Si l'auteur annonce une « révolution » dans le titre, il est difficile de savoir ce qu'elle contient, sauf une utopique société sans genre. On ne voit presque nulle part les traces de nos luttes réelles.

Certes, le projet de loi 35 a été adopté en décembre dernier, comme l'auteur le rapporte, mais sept mois plus tard, nous attendons toujours des résultats concrets. Rien ne bouge. En février, lorsque j'ai contacté les services du Directeur de l'état civil, on m'a promis du mouvement d'ici juillet; maintenant, peut-être en septembre.

Mais nous avons d'autres enjeux, notamment pour l'accès aux espaces séparant hommes et femmes - toilettes, vestiaires, dortoirs, prison, refuges pour sans-abris, etc. - où il est fréquent que les personnes trans* voient leur identité niée, à leur risque et péril.

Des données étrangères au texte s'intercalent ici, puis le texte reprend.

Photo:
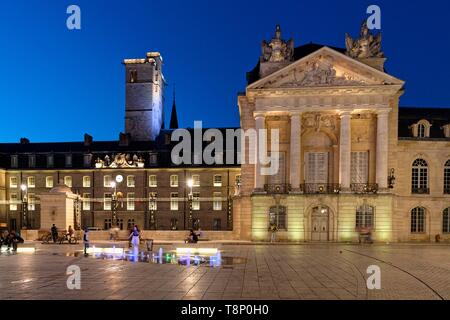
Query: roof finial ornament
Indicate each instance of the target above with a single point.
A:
(277, 50)
(367, 46)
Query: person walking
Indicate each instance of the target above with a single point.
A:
(86, 241)
(54, 232)
(134, 237)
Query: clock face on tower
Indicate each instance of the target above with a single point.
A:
(138, 127)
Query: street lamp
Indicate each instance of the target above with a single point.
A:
(190, 184)
(152, 211)
(24, 188)
(114, 203)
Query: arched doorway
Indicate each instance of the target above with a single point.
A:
(320, 223)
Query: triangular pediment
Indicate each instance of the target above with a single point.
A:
(325, 68)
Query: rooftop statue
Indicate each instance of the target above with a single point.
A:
(277, 50)
(367, 46)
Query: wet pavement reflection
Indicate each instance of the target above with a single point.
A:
(161, 257)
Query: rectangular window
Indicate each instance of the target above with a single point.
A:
(13, 201)
(280, 177)
(153, 159)
(447, 178)
(131, 182)
(13, 182)
(86, 182)
(68, 181)
(174, 180)
(50, 161)
(107, 181)
(130, 201)
(87, 160)
(31, 182)
(31, 201)
(152, 202)
(86, 201)
(196, 201)
(14, 161)
(196, 180)
(237, 180)
(49, 182)
(316, 167)
(174, 201)
(360, 167)
(217, 180)
(31, 161)
(107, 199)
(217, 224)
(68, 160)
(152, 182)
(217, 201)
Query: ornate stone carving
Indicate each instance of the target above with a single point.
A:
(318, 73)
(277, 50)
(367, 46)
(318, 121)
(121, 160)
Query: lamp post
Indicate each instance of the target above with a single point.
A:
(24, 189)
(114, 203)
(152, 211)
(190, 183)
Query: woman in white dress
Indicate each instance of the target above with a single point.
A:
(134, 236)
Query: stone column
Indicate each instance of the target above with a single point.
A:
(260, 120)
(295, 152)
(345, 149)
(382, 148)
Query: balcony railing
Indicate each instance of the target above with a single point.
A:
(321, 188)
(420, 190)
(364, 188)
(277, 188)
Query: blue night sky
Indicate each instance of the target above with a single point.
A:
(58, 84)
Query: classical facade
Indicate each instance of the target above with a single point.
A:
(349, 158)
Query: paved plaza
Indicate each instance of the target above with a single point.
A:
(258, 271)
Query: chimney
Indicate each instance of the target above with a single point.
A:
(87, 140)
(124, 139)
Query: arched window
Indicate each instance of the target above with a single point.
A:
(364, 216)
(447, 177)
(277, 216)
(419, 183)
(418, 220)
(446, 221)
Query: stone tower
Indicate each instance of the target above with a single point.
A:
(144, 97)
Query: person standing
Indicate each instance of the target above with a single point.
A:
(86, 241)
(54, 232)
(134, 237)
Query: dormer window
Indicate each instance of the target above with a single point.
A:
(133, 76)
(421, 129)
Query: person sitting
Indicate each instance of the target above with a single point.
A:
(13, 239)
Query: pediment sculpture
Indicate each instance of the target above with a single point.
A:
(121, 160)
(277, 50)
(317, 73)
(367, 46)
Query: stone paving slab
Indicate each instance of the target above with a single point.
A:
(269, 272)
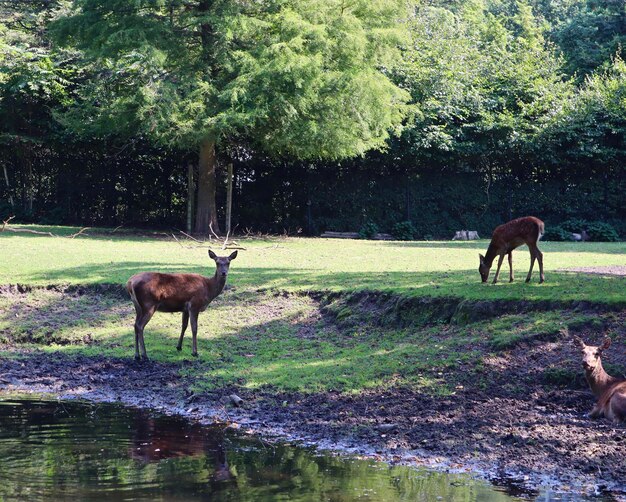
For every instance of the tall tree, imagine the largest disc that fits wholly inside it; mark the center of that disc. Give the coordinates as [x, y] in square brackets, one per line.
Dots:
[301, 77]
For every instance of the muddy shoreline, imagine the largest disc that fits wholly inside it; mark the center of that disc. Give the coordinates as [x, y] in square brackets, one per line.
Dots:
[518, 418]
[523, 445]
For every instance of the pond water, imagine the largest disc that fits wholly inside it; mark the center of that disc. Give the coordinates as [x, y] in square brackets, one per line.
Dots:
[60, 450]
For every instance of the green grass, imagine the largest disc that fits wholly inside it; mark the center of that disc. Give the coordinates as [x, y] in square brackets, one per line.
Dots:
[253, 338]
[408, 268]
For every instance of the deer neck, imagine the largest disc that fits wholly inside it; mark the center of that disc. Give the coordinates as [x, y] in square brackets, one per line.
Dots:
[216, 285]
[599, 380]
[491, 254]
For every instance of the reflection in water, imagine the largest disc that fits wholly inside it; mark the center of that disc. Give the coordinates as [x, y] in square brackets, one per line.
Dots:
[156, 439]
[73, 451]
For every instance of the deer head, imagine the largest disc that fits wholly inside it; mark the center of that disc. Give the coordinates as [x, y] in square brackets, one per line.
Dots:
[483, 268]
[222, 263]
[591, 354]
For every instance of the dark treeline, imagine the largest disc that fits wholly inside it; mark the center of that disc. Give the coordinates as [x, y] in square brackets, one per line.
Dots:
[505, 108]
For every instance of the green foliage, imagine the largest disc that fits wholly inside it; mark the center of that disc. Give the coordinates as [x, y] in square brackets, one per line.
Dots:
[301, 78]
[404, 231]
[556, 233]
[597, 231]
[600, 231]
[368, 230]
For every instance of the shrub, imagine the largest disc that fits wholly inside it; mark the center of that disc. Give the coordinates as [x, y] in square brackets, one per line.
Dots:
[404, 231]
[556, 233]
[602, 232]
[597, 231]
[368, 230]
[575, 225]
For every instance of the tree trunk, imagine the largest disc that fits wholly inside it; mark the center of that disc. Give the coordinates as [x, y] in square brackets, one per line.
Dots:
[191, 192]
[229, 197]
[6, 179]
[206, 208]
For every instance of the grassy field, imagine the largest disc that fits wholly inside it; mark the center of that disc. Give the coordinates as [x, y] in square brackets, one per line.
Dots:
[409, 268]
[253, 337]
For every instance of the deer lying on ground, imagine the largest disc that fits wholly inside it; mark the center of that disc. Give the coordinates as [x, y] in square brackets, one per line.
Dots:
[527, 230]
[186, 293]
[610, 391]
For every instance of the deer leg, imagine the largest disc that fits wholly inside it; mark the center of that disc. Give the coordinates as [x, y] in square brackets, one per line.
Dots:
[194, 333]
[495, 279]
[540, 260]
[182, 333]
[140, 324]
[533, 256]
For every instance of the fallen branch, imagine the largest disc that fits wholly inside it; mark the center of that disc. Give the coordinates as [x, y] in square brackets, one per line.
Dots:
[6, 222]
[189, 236]
[77, 233]
[6, 227]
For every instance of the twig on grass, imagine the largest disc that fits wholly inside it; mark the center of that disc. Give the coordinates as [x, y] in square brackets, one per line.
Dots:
[6, 227]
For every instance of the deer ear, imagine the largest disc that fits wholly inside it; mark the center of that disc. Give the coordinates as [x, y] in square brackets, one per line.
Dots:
[606, 344]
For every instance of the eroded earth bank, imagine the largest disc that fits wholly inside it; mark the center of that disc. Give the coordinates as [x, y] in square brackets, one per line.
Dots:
[493, 387]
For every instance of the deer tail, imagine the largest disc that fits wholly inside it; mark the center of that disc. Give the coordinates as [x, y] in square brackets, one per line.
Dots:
[130, 287]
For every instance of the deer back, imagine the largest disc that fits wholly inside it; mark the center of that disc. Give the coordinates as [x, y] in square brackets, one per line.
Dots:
[169, 292]
[612, 402]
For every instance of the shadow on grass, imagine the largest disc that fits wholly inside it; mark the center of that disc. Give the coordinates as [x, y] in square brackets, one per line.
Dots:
[559, 286]
[547, 246]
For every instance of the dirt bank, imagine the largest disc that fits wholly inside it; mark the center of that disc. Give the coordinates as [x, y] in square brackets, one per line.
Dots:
[508, 418]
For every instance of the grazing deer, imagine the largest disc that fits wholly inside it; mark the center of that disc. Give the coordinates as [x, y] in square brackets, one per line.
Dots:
[527, 230]
[186, 293]
[610, 391]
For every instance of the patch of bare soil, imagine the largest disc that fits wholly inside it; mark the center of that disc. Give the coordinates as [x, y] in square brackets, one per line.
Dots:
[618, 270]
[506, 419]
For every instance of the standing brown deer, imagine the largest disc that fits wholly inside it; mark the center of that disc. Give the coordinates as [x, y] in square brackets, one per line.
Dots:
[610, 391]
[186, 293]
[527, 230]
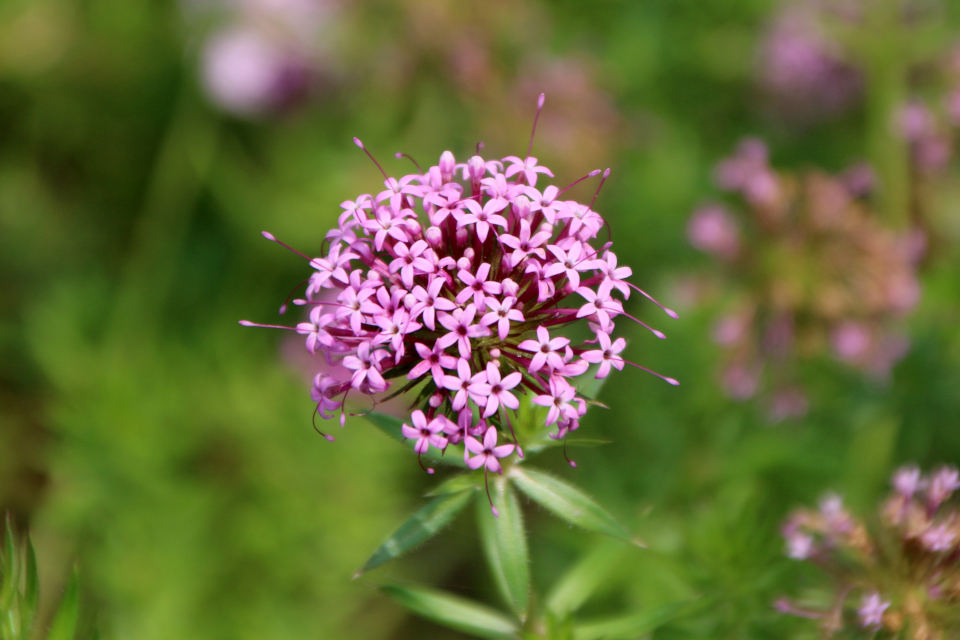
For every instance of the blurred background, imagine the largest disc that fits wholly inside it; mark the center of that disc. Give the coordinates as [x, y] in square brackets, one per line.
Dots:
[147, 437]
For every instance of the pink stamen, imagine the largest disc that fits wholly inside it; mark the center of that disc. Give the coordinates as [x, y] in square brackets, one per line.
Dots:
[572, 463]
[659, 334]
[592, 174]
[357, 142]
[283, 307]
[247, 323]
[651, 372]
[535, 119]
[669, 312]
[314, 421]
[400, 154]
[269, 236]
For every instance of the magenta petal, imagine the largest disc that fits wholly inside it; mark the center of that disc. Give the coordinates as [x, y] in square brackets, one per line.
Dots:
[503, 450]
[490, 438]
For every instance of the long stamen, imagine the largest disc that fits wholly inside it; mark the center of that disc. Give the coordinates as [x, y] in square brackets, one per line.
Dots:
[269, 236]
[314, 421]
[669, 312]
[400, 154]
[247, 323]
[592, 174]
[535, 118]
[606, 174]
[651, 372]
[516, 442]
[606, 222]
[486, 485]
[572, 463]
[283, 307]
[420, 462]
[659, 334]
[357, 142]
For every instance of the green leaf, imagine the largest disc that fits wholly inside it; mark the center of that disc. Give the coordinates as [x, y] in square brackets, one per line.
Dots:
[28, 606]
[64, 623]
[391, 425]
[629, 626]
[548, 442]
[422, 526]
[456, 484]
[11, 569]
[505, 544]
[579, 583]
[569, 503]
[451, 611]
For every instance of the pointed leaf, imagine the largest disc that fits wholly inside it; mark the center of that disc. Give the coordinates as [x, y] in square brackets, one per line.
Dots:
[422, 526]
[548, 442]
[451, 611]
[630, 626]
[579, 583]
[11, 568]
[569, 503]
[505, 545]
[391, 425]
[64, 623]
[456, 484]
[28, 607]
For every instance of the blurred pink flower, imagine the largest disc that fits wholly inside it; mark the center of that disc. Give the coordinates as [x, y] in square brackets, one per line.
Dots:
[712, 229]
[249, 73]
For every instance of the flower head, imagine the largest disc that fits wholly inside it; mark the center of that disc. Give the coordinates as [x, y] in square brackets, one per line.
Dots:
[462, 290]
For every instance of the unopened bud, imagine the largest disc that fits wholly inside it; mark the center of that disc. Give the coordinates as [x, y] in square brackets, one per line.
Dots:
[447, 166]
[476, 168]
[521, 207]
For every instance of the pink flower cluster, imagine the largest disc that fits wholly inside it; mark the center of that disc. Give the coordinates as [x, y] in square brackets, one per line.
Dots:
[815, 272]
[455, 282]
[905, 566]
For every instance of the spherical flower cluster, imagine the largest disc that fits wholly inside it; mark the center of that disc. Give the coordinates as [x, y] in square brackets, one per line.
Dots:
[458, 291]
[818, 274]
[899, 580]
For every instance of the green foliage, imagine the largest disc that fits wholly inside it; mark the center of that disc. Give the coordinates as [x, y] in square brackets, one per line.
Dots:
[505, 545]
[423, 525]
[453, 612]
[568, 503]
[173, 450]
[20, 595]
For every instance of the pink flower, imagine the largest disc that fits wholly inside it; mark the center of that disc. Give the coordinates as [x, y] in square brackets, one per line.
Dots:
[434, 361]
[482, 217]
[432, 269]
[501, 313]
[487, 454]
[607, 356]
[545, 350]
[561, 400]
[500, 390]
[467, 385]
[871, 610]
[528, 168]
[428, 302]
[477, 286]
[711, 229]
[461, 328]
[425, 433]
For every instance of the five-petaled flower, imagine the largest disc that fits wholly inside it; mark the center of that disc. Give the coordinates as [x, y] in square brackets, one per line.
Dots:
[462, 289]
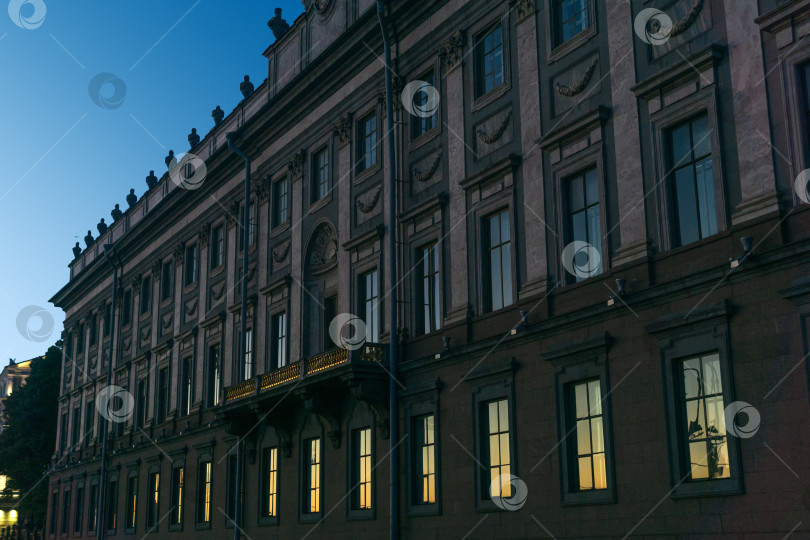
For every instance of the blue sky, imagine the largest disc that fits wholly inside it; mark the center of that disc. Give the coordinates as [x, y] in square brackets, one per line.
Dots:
[65, 161]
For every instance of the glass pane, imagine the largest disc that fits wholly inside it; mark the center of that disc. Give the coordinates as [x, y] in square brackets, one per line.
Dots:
[583, 437]
[585, 479]
[599, 472]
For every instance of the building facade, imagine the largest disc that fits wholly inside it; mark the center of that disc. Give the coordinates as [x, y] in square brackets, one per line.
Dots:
[602, 247]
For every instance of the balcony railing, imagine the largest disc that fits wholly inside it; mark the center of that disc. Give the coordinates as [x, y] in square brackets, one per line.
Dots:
[369, 353]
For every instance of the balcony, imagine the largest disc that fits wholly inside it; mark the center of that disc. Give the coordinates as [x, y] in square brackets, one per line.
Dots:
[370, 355]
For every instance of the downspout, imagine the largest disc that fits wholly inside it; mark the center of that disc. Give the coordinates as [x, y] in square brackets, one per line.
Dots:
[393, 429]
[102, 483]
[243, 334]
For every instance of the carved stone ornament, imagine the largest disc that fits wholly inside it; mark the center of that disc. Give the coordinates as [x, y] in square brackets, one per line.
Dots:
[495, 136]
[367, 202]
[420, 176]
[451, 52]
[343, 129]
[579, 86]
[296, 164]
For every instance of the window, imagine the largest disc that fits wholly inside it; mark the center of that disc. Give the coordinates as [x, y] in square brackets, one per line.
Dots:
[424, 460]
[570, 17]
[251, 226]
[361, 469]
[132, 502]
[213, 377]
[204, 492]
[424, 101]
[217, 246]
[489, 60]
[178, 479]
[280, 201]
[370, 304]
[279, 333]
[497, 448]
[589, 438]
[499, 255]
[430, 314]
[367, 142]
[703, 427]
[92, 508]
[190, 265]
[126, 308]
[112, 506]
[269, 482]
[162, 395]
[692, 181]
[312, 476]
[153, 503]
[320, 174]
[65, 511]
[166, 273]
[187, 386]
[584, 217]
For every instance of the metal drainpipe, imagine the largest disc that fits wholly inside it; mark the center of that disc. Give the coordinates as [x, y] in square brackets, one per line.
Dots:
[102, 484]
[392, 265]
[243, 341]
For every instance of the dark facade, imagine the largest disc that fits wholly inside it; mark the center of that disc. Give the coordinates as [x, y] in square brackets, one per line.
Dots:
[577, 309]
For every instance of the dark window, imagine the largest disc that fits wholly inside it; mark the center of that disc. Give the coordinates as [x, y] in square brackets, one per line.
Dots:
[370, 304]
[424, 102]
[213, 382]
[570, 18]
[361, 469]
[126, 308]
[496, 446]
[692, 181]
[65, 511]
[281, 204]
[132, 502]
[162, 395]
[178, 480]
[269, 502]
[166, 273]
[499, 255]
[187, 386]
[146, 295]
[367, 142]
[217, 246]
[320, 174]
[489, 60]
[705, 453]
[92, 508]
[430, 313]
[588, 449]
[584, 218]
[190, 265]
[312, 476]
[279, 346]
[204, 492]
[153, 503]
[111, 520]
[424, 459]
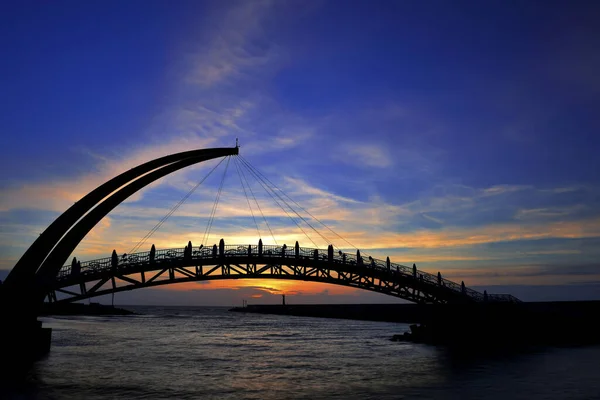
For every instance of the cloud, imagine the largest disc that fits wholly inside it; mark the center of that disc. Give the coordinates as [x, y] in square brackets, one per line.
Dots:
[365, 154]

Des femmes trans* sont encore parfois placées dans des prisons pour hommes malgré le genre reconnu sur leurs documents, comme c'est arrivé à Avery Edison en Ontario en février dernier. Cela frappe lourdement les personnes trans* des classes défavorisées, plus à risque d'aller en prison ou de devoir se réfugier dans un abri.

Nous sommes aussi victimes de harcèlement et de violence. Pendant le mois de juin, alors qu'on célébrait aux États-Unis le mois de la fierté, quatre femmes trans* de couleur ont été assassinées. Triste fierté.

Similairement, l'article décrit mal les expériences des personnes trans*. Donnons quelques exemples.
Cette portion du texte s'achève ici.